- Supreme Court of Canada

Hearing: November 8, 1989 Judgment: June 21, 1990
- Full case name: Neil Gerald Hebert v Her Majesty The Queen
- Citations: [1990] 2 S.C.R. 151

Court membership
- Chief Justice: Brian Dickson Puisne Justices: Antonio Lamer, Bertha Wilson, Gérard La Forest, Claire L'Heureux-Dubé, John Sopinka, Charles Gonthier, Peter Cory, Beverley McLachlin

Reasons given
- Majority: McLachlin J., joined by Dickson C.J. and Lamer, La Forest, L'Heureux-Dubé, Gonthier and Cory JJ.
- Concurrence: Sopinka J.
- Concurrence: Wilson J.

= R v Hebert =

1990 Case of the Supreme Court of Canada

R v Hebert [1990] 2 S.C.R. 151 is the leading Supreme Court of Canada decision on an accused's right to silence under section seven of the Canadian Charter of Rights and Freedoms.

==Background==
In 1987, Neil Hebert was arrested for armed robbery. He was informed of his rights and taken to an RCMP detachment. Upon consulting a lawyer, he said he was not going to make any statements. Hebert was put in a cell with an undercover agent posing as another arrested suspect. The undercover agent chatted with Hebert and managed to elicit several incriminating statements from him.

At trial, a voir dire was held to determine the admissibility of the conversation. The judge found that Hebert's right to counsel under section 10(b) of the Charter, and his right to remain silent under section 7 were violated. On appeal the court found that Hebert's rights were not violated and a new trial was ordered.

==Opinion of the Court==
Beverley McLachlin, writing for the majority, held that the evidence was inadmissible and upheld the trial judge's ruling.

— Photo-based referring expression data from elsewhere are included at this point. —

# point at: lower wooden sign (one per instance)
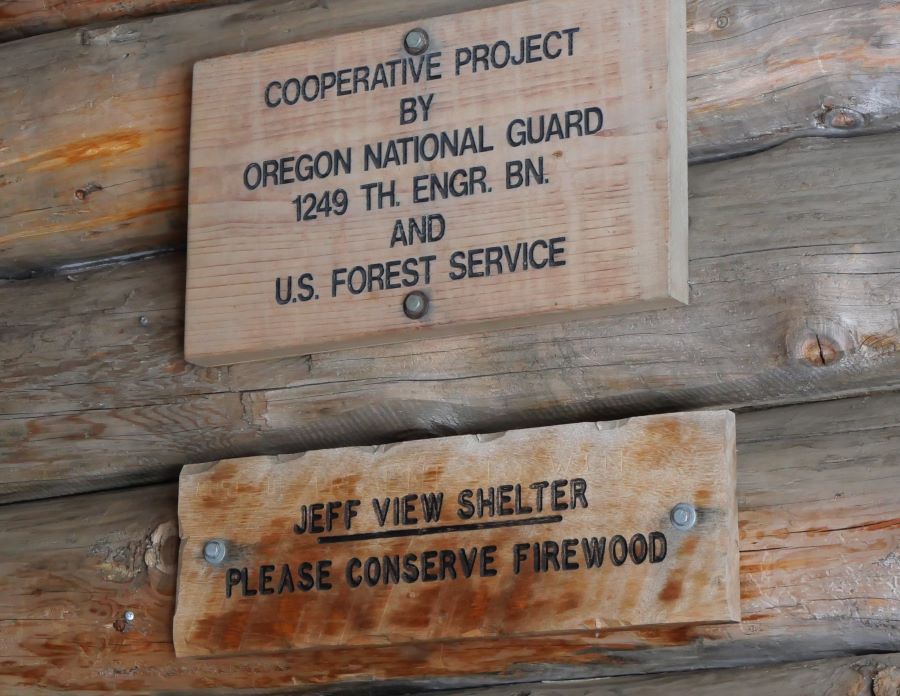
(583, 527)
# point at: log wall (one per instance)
(794, 321)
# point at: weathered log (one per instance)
(819, 520)
(93, 156)
(850, 676)
(23, 18)
(794, 293)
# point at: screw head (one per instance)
(214, 551)
(683, 516)
(415, 305)
(416, 41)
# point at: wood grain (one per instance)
(102, 170)
(878, 675)
(818, 519)
(21, 18)
(608, 488)
(601, 229)
(794, 293)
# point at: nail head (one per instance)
(683, 516)
(415, 305)
(416, 41)
(214, 551)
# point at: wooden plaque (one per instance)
(529, 165)
(551, 530)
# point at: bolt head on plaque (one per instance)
(415, 305)
(416, 41)
(214, 551)
(683, 516)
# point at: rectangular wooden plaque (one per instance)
(530, 165)
(551, 530)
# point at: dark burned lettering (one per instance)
(298, 168)
(344, 82)
(527, 49)
(269, 579)
(434, 565)
(588, 553)
(484, 262)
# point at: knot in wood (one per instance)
(820, 351)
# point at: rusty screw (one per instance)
(416, 41)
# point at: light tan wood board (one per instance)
(815, 580)
(103, 170)
(327, 183)
(97, 394)
(542, 531)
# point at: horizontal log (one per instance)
(849, 676)
(101, 169)
(31, 17)
(794, 273)
(818, 515)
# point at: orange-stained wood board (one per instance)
(481, 170)
(584, 527)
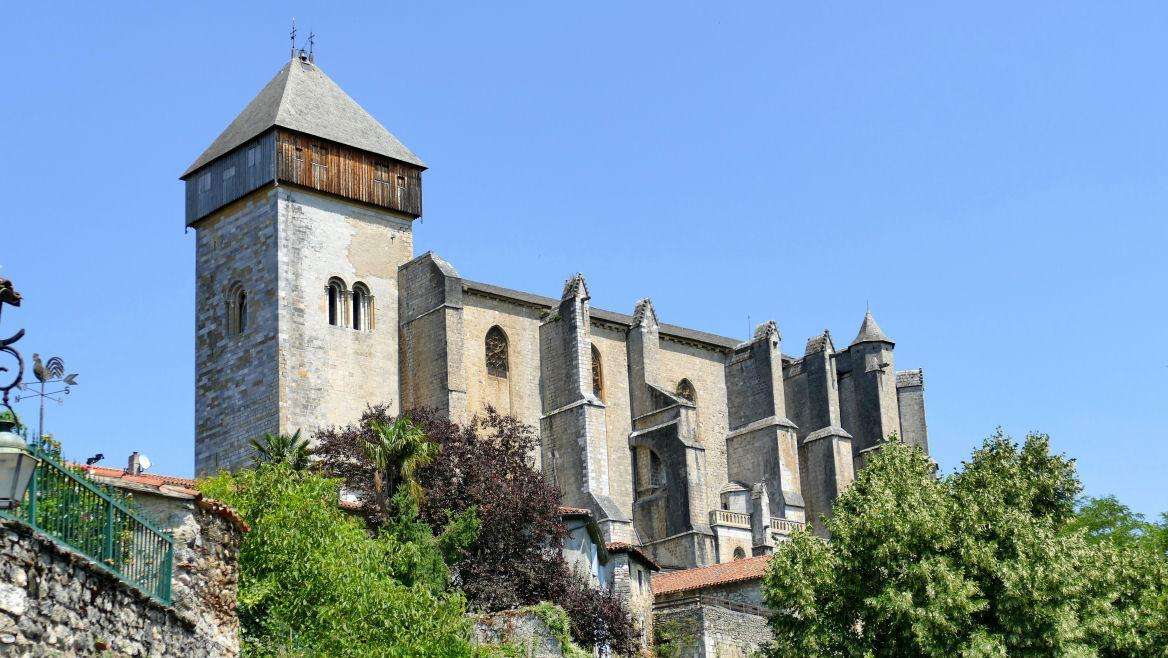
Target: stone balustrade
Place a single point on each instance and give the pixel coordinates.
(728, 518)
(785, 527)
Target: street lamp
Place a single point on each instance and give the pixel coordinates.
(16, 465)
(16, 462)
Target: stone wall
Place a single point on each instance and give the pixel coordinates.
(236, 374)
(709, 628)
(56, 601)
(910, 396)
(206, 561)
(328, 374)
(706, 369)
(519, 629)
(631, 582)
(519, 393)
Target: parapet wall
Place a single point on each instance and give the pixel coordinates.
(55, 601)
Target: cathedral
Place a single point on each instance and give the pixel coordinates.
(694, 448)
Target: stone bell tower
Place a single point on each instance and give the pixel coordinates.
(303, 210)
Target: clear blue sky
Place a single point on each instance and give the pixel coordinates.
(992, 178)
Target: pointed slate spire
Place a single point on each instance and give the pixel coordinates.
(303, 98)
(869, 331)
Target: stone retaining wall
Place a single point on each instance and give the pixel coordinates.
(54, 601)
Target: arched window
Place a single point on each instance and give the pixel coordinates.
(657, 470)
(236, 309)
(648, 470)
(241, 311)
(597, 374)
(362, 307)
(336, 297)
(495, 346)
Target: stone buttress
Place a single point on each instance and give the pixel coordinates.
(825, 447)
(572, 424)
(669, 506)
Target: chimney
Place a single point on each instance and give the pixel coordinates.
(134, 466)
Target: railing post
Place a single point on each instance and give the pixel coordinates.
(108, 549)
(166, 576)
(32, 496)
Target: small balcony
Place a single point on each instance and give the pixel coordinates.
(728, 518)
(785, 527)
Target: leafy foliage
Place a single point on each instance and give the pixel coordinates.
(987, 561)
(1107, 519)
(313, 580)
(396, 452)
(486, 465)
(282, 449)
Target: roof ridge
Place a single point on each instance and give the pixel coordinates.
(301, 97)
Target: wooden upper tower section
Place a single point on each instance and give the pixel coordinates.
(301, 129)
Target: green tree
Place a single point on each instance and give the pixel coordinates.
(396, 452)
(986, 561)
(282, 449)
(1107, 519)
(314, 582)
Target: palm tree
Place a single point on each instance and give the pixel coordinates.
(282, 449)
(400, 449)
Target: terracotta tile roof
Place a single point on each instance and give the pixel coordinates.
(574, 512)
(688, 580)
(150, 479)
(634, 551)
(171, 486)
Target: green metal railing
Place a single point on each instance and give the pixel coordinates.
(77, 513)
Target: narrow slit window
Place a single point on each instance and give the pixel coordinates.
(597, 374)
(496, 352)
(236, 310)
(361, 304)
(241, 309)
(336, 295)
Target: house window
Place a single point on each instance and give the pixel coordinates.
(336, 295)
(319, 164)
(381, 177)
(597, 374)
(362, 305)
(228, 174)
(495, 346)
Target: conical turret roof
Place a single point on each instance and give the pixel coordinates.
(870, 332)
(303, 98)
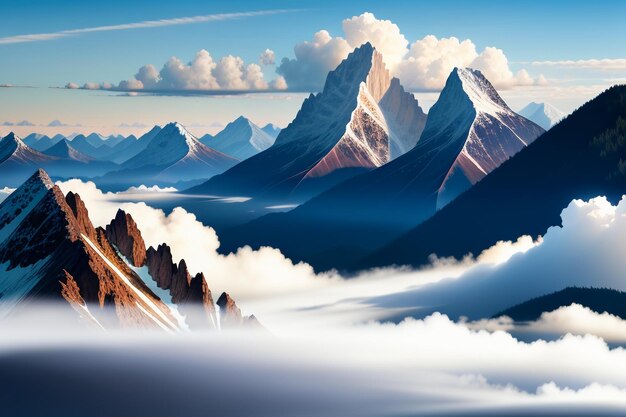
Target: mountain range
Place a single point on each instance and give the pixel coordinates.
(579, 158)
(49, 250)
(240, 139)
(361, 120)
(171, 156)
(470, 131)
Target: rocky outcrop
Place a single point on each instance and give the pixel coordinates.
(54, 253)
(230, 314)
(191, 293)
(125, 235)
(231, 317)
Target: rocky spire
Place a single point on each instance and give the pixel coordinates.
(230, 314)
(126, 236)
(186, 291)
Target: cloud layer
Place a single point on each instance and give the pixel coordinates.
(138, 25)
(203, 73)
(422, 65)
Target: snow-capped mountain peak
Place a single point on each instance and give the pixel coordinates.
(14, 149)
(544, 114)
(361, 120)
(480, 92)
(272, 130)
(478, 129)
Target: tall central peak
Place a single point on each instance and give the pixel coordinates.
(361, 120)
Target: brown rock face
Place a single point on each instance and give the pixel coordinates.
(230, 314)
(72, 261)
(126, 236)
(191, 293)
(81, 215)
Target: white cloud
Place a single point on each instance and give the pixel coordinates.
(384, 35)
(138, 25)
(425, 65)
(152, 189)
(264, 280)
(313, 59)
(203, 73)
(267, 57)
(585, 251)
(573, 319)
(596, 64)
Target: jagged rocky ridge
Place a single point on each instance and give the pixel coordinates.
(49, 250)
(469, 132)
(361, 120)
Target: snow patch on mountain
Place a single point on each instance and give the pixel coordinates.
(471, 113)
(543, 114)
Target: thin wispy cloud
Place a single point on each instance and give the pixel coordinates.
(599, 64)
(37, 37)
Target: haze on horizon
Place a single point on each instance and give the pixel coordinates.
(98, 64)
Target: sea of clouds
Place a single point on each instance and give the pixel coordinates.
(329, 346)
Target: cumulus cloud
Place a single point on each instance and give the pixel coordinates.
(246, 274)
(585, 252)
(152, 189)
(422, 65)
(265, 280)
(573, 319)
(267, 57)
(22, 123)
(203, 73)
(134, 124)
(384, 35)
(313, 59)
(596, 64)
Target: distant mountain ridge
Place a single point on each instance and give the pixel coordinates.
(240, 139)
(49, 250)
(170, 156)
(361, 120)
(469, 132)
(579, 158)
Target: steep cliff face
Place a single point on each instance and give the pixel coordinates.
(361, 120)
(49, 249)
(191, 293)
(231, 317)
(125, 235)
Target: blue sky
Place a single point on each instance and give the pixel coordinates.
(525, 31)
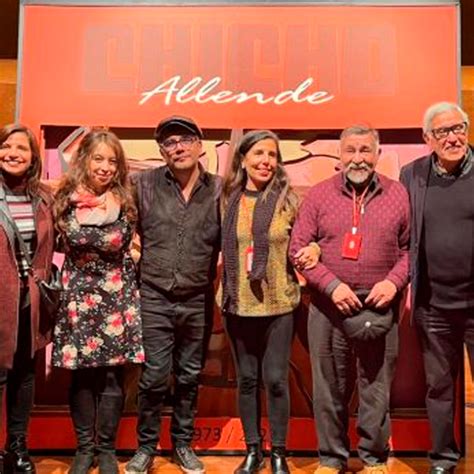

McLachlin found that the right to silence was a principle of fundamental justice and as such was protected under section 7. Once in police custody, an accused's right cannot be undermined through acts of police trickery. However, if the accused were to divulge information to an informer or undercover agent of their own free will then the statements could be used against them.